So…the posts about relationships always seem to generate a lot of interest…so I thought I would close out the week with something I shared with a group of people I was talking with.
I told them that basically women are hard to understand. (Don’t fight it…it’s true!) :-) BUT…there are three questions that every woman is asking about herself that, if we as men understand, we can begin to get insight as to how to treat and serve her.
#1 - Am I Beautiful?
Women want to know that they are beautiful—period. AND…what is sad is that many of them have gone to great (and painful) extremes to feel this way…even if the feeling is only temperorary.
A hubands job is to CONSTANTLY try to make his wife feel beautiful. How do you know what makes her fee beautiful? ASK HER!
AND…a father should ALWAYS make it a regular practice to tell his daughter how beautiful she is. Dude, if you don’t…some young punk will come along who will…and NOT for the right reasons. I tell Charisse she’s beautiful so much that when the first little dude drops that line on her she’s going to look at him and say, “I know that…tell me something new!!!”
BTW…husbands…my wife helped me to understand this…your wife doesn’t want to feel “cute” or “pretty” or “ok,” she wants to you YOU THINK SHE IS BEAUTIFUL!
#2 - Am I Valuable?
I Peter 3:7 tells us as men that we are to treat our wives as a valuable, priceless treasure.
- A man who sees his wife as valuable will always be mindful of the way he speaks to her and about her to others.
- A man who sees his wife as valuable isn’t as obsessed with what he can get from her…but rather is obsessed with how he can serve her.
- A man who sees his wife as valuable will spend more time with her on the couch than he does on the golf course!
- A man who sees his wife as valuable ISN’T interested in telling her how beautiful she is ONLY when he perceives that he might be able to “get something” from her!
- A man who sees his wife as valuable would NEVER HIT or YELL at her…EVER.
- A man who sees his wife as valuable would see her as a necessary part of his life…not an inconvenience!
#3 - Am I Worth the Pursuit?
Many men do an awesome job of pursing a woman…UNTIL the wedding ceremony…and then it’s over!
And this is where romance begins to fade because, well, the woman just doesn’t feel like she’s being pursued anymore…that her prince is fighting for her heart and DEEPLY and PASSIONATELY cares about her.

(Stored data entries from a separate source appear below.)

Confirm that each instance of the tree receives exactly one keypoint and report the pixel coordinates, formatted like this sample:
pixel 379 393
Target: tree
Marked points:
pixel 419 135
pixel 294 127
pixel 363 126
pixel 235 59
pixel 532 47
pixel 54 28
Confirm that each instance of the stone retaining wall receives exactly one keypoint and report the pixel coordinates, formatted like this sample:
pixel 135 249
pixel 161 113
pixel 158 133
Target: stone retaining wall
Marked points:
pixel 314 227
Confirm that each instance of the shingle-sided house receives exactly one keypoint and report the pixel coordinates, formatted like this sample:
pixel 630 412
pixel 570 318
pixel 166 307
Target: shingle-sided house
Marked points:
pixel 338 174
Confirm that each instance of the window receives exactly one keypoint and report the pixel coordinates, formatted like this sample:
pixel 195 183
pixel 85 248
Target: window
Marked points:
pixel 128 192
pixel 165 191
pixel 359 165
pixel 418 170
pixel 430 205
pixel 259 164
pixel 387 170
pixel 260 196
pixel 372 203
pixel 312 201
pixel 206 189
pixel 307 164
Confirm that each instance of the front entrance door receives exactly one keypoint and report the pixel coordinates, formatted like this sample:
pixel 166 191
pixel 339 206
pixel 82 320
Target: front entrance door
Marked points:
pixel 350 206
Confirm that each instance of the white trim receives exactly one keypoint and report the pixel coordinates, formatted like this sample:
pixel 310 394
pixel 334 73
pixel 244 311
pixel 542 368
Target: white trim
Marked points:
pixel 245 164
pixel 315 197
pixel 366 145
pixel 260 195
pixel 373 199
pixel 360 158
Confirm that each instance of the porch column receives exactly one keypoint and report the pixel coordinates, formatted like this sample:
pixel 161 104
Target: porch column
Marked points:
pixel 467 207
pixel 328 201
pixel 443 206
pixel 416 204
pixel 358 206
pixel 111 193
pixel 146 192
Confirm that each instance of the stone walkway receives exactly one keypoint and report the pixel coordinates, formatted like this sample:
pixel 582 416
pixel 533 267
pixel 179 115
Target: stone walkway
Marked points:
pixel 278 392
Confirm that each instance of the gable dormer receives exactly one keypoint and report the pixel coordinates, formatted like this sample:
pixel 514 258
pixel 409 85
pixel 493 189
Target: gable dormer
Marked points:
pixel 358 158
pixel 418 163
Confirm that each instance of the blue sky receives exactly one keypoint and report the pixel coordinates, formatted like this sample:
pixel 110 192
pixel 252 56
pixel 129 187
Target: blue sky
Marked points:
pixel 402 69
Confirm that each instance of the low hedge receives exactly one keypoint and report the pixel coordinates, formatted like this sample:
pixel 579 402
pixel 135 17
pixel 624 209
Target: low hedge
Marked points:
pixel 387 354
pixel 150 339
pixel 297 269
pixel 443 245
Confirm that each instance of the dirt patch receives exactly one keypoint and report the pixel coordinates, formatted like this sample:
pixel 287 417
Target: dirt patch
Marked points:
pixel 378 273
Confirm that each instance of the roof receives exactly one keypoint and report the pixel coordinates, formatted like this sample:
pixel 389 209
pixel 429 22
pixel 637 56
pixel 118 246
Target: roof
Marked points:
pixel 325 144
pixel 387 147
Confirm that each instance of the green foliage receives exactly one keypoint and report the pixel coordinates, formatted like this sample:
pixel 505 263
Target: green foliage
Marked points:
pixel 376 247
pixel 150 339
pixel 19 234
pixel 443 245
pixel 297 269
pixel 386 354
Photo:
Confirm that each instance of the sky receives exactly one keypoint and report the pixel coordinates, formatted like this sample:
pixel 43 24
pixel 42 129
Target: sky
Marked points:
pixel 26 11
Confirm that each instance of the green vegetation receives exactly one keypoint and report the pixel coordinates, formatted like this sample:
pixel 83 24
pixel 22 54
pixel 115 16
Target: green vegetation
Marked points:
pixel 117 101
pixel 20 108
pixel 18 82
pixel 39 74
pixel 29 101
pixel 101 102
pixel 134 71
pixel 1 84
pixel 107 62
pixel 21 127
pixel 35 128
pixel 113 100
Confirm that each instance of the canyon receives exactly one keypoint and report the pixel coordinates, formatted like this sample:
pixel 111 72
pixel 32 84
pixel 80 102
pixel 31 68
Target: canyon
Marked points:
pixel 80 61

Husbands should make it a regular practice of pursuing their wives…“romance” should not be a word only used on Valentines Day…or when you are “in the mood!”
She wants to know you love HER! AND…the best way to do that is to be willing to fight for her heart.
This may be painful for some. You may have neglected her for a long time…and there is much hurt and bitterness there.
BUT…if she knows you are willing to fight for her heart then she will more than likely allow you to pursue her again…and it IS your job to do this dude!
She needs to know that you would be willing to do ANYTHING to win her heart back…ANYTHING!
Our job/responsibility/honor as men is to make our wife feel beautiful, treat her like she is valuable and to fight like crazy for her heart. A woman who is well loved like this by her husband will be a blessing to her husband…ALWAYS!